Limited by space, Darling arranged much of the decorative art in “Art of Illinois” upstairs in the central stair hall and former bedrooms of the mansion. Bedroom and parlor furniture made by the German American immigrant William H. Bartels (1848-1932) for Governor Altgeld is an attraction, just as it was when it was a centerpiece of the Illinois Building at the World’s Columbian Exposition. Governor James R. Thompson reacquired the pieces on behalf of the state at auction in 1980.

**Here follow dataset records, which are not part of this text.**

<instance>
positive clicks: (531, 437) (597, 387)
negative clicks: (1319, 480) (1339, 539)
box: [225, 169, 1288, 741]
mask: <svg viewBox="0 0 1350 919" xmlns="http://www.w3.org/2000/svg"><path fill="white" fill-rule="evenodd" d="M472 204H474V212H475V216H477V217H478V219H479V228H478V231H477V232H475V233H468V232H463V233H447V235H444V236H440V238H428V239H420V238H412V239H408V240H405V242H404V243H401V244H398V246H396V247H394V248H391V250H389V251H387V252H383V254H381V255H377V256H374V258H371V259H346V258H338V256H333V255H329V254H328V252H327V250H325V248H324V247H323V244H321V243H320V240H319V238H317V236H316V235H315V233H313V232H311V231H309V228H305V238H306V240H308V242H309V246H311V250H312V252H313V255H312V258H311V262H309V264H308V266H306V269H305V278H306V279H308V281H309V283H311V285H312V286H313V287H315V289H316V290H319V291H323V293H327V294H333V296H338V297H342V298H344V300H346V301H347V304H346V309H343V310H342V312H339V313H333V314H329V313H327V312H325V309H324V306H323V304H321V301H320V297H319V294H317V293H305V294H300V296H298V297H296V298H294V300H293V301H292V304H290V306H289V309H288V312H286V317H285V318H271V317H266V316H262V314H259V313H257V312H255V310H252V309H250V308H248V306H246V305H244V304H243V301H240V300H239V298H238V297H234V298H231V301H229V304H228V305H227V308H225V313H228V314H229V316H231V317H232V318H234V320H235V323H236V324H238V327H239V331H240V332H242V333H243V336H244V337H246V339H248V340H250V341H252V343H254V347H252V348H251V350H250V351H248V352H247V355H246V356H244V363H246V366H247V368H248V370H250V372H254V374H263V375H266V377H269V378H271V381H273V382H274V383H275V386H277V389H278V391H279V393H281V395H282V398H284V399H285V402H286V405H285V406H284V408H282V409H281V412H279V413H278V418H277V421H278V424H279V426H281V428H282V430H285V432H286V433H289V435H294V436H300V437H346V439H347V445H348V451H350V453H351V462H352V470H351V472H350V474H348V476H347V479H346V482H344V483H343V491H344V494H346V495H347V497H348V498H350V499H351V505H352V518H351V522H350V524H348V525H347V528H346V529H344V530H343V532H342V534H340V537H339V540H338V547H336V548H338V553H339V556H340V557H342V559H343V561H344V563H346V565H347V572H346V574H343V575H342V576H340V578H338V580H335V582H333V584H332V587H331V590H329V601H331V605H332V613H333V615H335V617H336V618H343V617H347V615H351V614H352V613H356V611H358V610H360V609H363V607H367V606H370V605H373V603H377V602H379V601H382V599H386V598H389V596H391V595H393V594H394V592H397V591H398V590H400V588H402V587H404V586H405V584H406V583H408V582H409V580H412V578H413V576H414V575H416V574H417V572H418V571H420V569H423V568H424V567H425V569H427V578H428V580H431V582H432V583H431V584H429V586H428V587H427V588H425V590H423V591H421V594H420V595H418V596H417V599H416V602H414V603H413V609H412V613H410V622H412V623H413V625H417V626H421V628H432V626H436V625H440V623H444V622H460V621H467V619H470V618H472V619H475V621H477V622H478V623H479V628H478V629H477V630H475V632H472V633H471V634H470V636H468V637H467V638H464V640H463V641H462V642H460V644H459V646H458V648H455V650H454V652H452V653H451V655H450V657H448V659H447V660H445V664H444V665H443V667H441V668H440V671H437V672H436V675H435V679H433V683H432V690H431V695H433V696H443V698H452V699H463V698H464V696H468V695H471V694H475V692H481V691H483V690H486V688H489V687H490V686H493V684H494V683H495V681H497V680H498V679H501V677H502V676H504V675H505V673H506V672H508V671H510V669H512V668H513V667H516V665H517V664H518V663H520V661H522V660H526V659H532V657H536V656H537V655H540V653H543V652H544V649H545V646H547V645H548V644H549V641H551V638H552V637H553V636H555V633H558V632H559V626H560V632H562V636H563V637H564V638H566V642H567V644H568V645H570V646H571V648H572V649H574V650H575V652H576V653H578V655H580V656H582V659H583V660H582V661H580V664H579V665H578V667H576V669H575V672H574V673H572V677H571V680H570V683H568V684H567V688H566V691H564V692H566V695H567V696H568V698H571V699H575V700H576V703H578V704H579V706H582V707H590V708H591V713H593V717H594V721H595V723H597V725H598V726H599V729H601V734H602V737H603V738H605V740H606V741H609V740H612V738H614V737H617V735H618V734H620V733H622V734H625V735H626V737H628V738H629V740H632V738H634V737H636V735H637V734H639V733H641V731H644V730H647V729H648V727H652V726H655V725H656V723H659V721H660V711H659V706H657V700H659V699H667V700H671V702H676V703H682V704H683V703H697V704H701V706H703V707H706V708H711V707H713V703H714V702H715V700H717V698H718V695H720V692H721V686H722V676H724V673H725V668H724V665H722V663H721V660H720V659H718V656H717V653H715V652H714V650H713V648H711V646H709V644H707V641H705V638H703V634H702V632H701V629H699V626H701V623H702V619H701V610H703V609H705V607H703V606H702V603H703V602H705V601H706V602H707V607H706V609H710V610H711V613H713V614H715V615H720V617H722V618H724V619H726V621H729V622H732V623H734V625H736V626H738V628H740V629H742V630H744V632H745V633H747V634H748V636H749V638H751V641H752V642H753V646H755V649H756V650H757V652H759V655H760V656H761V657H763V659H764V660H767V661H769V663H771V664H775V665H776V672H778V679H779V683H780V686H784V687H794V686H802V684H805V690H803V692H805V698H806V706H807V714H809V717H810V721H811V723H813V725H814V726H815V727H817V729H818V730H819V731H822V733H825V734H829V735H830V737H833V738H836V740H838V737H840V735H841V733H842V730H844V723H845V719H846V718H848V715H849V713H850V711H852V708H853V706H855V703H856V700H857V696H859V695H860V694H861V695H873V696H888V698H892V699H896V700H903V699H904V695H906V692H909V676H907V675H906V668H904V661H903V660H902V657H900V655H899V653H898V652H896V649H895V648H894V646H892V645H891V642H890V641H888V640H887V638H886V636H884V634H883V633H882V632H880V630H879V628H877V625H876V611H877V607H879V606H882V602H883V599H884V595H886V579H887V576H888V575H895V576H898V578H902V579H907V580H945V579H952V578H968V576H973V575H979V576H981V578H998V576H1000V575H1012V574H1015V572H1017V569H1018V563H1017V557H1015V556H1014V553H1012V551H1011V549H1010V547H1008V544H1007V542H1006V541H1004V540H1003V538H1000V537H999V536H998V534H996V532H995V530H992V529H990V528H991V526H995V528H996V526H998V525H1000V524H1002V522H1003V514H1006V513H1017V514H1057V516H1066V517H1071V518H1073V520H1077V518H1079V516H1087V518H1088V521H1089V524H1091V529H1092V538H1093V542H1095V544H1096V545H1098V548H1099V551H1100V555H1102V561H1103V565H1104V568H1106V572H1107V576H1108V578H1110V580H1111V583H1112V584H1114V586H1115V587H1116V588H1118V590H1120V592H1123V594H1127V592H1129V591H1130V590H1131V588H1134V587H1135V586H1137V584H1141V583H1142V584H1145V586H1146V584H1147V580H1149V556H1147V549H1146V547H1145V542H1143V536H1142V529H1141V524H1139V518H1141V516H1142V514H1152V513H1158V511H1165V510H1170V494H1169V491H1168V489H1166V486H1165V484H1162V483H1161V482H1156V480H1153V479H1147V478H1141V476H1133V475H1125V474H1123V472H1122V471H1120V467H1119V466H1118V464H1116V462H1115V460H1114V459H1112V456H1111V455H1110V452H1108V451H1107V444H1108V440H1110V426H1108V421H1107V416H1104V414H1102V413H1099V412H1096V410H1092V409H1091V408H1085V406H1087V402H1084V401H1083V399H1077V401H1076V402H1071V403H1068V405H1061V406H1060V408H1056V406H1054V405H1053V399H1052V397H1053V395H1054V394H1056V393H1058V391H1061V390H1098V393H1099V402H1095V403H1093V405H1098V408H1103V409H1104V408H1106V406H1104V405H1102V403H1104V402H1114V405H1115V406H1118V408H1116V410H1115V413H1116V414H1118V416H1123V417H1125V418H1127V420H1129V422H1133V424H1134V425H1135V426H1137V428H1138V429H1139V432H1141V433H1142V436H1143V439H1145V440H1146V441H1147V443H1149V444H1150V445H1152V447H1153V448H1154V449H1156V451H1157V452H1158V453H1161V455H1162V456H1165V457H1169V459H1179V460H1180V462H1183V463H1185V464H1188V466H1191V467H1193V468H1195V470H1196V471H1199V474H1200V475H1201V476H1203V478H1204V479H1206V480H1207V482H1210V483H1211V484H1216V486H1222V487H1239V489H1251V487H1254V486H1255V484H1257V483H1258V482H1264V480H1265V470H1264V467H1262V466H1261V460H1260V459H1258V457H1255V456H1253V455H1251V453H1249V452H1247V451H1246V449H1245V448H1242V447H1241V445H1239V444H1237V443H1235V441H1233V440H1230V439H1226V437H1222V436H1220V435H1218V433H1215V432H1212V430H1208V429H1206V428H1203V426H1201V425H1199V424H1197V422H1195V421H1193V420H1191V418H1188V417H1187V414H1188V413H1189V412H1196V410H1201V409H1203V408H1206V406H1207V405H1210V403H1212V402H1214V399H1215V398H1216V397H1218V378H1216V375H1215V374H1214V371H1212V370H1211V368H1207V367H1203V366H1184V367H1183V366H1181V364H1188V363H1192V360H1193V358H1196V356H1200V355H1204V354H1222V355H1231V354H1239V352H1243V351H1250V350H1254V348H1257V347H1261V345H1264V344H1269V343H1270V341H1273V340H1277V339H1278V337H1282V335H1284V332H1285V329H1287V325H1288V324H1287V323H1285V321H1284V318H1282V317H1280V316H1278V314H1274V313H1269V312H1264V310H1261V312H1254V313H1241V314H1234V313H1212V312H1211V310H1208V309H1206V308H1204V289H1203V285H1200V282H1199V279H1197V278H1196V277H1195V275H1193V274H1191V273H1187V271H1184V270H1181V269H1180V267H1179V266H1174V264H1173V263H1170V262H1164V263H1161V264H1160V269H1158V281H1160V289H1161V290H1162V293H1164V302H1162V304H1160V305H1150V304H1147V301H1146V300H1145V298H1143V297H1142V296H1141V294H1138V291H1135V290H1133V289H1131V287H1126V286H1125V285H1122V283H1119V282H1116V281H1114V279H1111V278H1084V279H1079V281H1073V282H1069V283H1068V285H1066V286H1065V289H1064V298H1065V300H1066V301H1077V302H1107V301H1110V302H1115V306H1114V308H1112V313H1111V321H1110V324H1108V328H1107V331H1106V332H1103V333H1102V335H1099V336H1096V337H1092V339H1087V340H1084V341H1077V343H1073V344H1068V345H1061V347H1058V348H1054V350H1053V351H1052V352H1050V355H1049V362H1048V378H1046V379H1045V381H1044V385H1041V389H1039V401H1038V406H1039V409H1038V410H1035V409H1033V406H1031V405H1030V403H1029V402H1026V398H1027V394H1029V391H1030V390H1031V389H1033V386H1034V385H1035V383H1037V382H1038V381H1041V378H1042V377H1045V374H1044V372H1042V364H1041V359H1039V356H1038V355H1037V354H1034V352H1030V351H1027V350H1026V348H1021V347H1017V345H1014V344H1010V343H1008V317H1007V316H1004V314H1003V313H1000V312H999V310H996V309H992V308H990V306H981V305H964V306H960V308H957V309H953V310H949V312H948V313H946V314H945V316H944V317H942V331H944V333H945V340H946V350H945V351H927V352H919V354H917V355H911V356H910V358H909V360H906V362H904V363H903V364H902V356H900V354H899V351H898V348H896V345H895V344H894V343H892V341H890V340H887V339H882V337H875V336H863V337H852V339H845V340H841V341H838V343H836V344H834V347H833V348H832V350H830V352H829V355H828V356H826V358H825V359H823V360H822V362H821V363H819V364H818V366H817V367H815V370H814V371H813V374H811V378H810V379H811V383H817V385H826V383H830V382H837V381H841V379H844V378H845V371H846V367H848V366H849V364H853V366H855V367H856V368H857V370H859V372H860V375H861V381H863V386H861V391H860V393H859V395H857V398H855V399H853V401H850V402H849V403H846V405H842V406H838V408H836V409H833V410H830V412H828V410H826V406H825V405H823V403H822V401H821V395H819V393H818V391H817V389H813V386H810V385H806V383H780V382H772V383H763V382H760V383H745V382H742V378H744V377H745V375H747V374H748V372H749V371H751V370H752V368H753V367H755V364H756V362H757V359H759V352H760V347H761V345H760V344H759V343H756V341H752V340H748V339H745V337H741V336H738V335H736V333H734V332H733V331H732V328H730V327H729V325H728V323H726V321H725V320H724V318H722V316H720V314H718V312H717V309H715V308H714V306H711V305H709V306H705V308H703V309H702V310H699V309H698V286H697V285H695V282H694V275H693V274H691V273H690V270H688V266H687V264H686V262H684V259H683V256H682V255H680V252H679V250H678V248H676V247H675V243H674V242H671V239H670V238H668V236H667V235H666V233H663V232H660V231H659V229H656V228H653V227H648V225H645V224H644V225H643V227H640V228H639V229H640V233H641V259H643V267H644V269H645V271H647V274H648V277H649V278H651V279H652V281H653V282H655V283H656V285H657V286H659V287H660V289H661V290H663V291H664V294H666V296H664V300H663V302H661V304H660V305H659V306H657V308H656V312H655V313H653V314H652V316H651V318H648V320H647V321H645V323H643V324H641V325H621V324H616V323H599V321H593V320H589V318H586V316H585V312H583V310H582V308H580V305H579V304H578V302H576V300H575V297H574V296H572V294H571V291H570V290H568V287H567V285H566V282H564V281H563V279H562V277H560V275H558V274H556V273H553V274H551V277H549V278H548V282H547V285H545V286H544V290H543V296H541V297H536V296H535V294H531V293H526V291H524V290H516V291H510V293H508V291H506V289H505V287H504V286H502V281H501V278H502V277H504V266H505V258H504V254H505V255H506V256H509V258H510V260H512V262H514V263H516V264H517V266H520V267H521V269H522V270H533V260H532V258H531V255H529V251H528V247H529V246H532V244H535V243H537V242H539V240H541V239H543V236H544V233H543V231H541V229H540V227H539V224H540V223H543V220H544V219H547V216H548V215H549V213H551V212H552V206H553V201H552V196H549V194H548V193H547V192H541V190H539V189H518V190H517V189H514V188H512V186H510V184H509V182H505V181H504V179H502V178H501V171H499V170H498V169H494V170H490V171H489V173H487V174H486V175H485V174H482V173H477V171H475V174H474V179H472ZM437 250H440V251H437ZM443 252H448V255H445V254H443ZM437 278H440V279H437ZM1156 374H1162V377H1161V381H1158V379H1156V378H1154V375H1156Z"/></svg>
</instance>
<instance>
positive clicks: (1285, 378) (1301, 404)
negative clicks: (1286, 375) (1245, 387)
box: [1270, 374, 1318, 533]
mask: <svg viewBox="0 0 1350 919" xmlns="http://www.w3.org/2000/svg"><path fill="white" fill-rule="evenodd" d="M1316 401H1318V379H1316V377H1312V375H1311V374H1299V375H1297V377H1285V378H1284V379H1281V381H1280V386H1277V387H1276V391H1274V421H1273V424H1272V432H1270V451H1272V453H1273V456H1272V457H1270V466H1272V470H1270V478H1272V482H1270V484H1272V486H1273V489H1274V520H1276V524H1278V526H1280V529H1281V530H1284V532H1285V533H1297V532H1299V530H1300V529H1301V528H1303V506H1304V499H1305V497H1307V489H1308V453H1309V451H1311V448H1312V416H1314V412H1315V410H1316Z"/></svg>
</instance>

“Art of Illinois” captures the long span of the state’s ceramics tradition, moving from millennium-old pottery excavated in Fulton County to dinnerware decorated by Eva Zeisel for Western Stoneware in 1953. Darling sheds new light on the little-known Norse Pottery Company, which between 1903 and 1912 created glazed earthenware forms inspired by ancient bronze relics excavated in Scandinavia. Danish potters Thorvald P.A. Samson and Louis Ipsen founded Norse in Rockford, a Scandinavian American community also known for its furniture, in 1904 with underwriting from merchant Arthur W. Wheelock.
The curator was in her element when it came to Arts and Crafts movement design, a particularly rich subject in Illinois. Art wares by Gates Potteries, which manufactured Teco wares, and Haeger Potteries join silver by the Kalo Shop, co-founded by Clara Barck Welles (1868-1965) and five female graduates of the School of the Art Institute of Chicago in 1900. The coiled and plaited surface of an Anasazi basket inspired the most striking piece of silver on view, a punchbowl made by Scottish-born Robert Riddle Jarvie (1865-1941) in 1910 for members of the Cliff Dwellers Club to use in their dining room, called the Kiva.
Darling closes with an observation on the cyclical nature of design history, noting the return, in the form of the studio craft, of unique and handmade objects following the decline of industrial-scale manufacturing in the state.
On July 14, in this year commemorating the 200th anniversary of Illinois statehood, Governor and Mrs Rauner welcomed visitors to the newly refurbished mansion for the first of regular tours exploring the history of the state through the lens of leadership, art, artifacts and architecture.
“After two years of construction, programming additions and partnering with local vendors and contractors to complete this work, it is very fulfilling for us to know that the people of Illinois can share this space. Reimagined as a place where visitors can experience Illinois history and art, the mansion can now fulfill its promise in the historic community of our state capital,” the First Lady said at the time. She told Antiques and The Arts Weekly that completing the new education center was for her the most satisfying part of the project, noting “Education is my and Governor Rauner’s passion. My highest priority was to ensure that the restored mansion would be meaningful and inspiring to visitors, especially schoolchildren.”
“Art of Illinois” is on view through May 2019. Tours are offered daily. The Art of Illinois catalog is $25 plus $4 handling.